Management of myasthenia gravis by extended thymectomy with anterior mediastinal dissection

Surgery. 1992 Oct;112(4):681-7; discussion 687-8.

Abstract

Background: Thymectomy has continued to gain acceptance as definitive treatment for myasthenia gravis. Because of the nature of thymic embryology with scattered rests throughout the anterior mediastinum, we advocate a transsternal thymectomy with extended anterior mediastinal dissection.

Methods: A series of 48 patients with myasthenia gravis treated by thymectomy between 1979 and 1991 were reviewed.

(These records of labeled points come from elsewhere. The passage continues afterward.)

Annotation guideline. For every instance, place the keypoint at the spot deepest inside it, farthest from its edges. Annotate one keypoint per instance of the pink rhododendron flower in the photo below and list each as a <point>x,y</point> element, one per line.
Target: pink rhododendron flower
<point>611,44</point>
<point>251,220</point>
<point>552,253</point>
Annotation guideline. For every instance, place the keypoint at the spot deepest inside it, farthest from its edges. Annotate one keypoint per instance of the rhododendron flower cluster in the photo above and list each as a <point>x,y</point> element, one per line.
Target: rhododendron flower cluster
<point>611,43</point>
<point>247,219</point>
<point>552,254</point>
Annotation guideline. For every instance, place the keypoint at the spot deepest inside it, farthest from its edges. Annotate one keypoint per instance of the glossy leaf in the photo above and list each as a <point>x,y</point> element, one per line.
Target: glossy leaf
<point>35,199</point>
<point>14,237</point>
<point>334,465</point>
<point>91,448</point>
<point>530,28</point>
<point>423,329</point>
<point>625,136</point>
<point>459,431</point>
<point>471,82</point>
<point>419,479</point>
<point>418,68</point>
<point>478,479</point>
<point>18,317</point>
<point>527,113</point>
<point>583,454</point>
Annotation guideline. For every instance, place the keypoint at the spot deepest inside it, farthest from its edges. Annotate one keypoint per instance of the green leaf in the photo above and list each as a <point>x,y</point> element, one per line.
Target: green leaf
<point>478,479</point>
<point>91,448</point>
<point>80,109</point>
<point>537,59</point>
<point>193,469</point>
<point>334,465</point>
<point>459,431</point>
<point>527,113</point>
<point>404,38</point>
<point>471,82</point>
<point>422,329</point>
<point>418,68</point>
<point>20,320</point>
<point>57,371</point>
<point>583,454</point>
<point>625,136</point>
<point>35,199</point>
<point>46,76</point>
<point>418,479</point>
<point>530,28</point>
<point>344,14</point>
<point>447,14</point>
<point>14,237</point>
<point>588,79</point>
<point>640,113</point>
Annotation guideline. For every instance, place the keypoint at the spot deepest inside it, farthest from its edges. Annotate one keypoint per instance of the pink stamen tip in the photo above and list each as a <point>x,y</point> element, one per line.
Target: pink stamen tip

Results: The mean length of duration of disease from onset to operation was 48.7 +/- 11.3 months, and the mean length of follow-up was 51.6 +/- 6.5 months. The operation was associated with a 21% morbidity rate (4% major morbidity) with no deaths. Forty-five patients (94%) have improved, requiring decreased medication. The overall drug-free remission rate was 42%. Of the 20 patients in remission, three had thymomas and four had hyperplastic glands. All of the patients who achieved drug-free remission were classified as Osserman's I or II.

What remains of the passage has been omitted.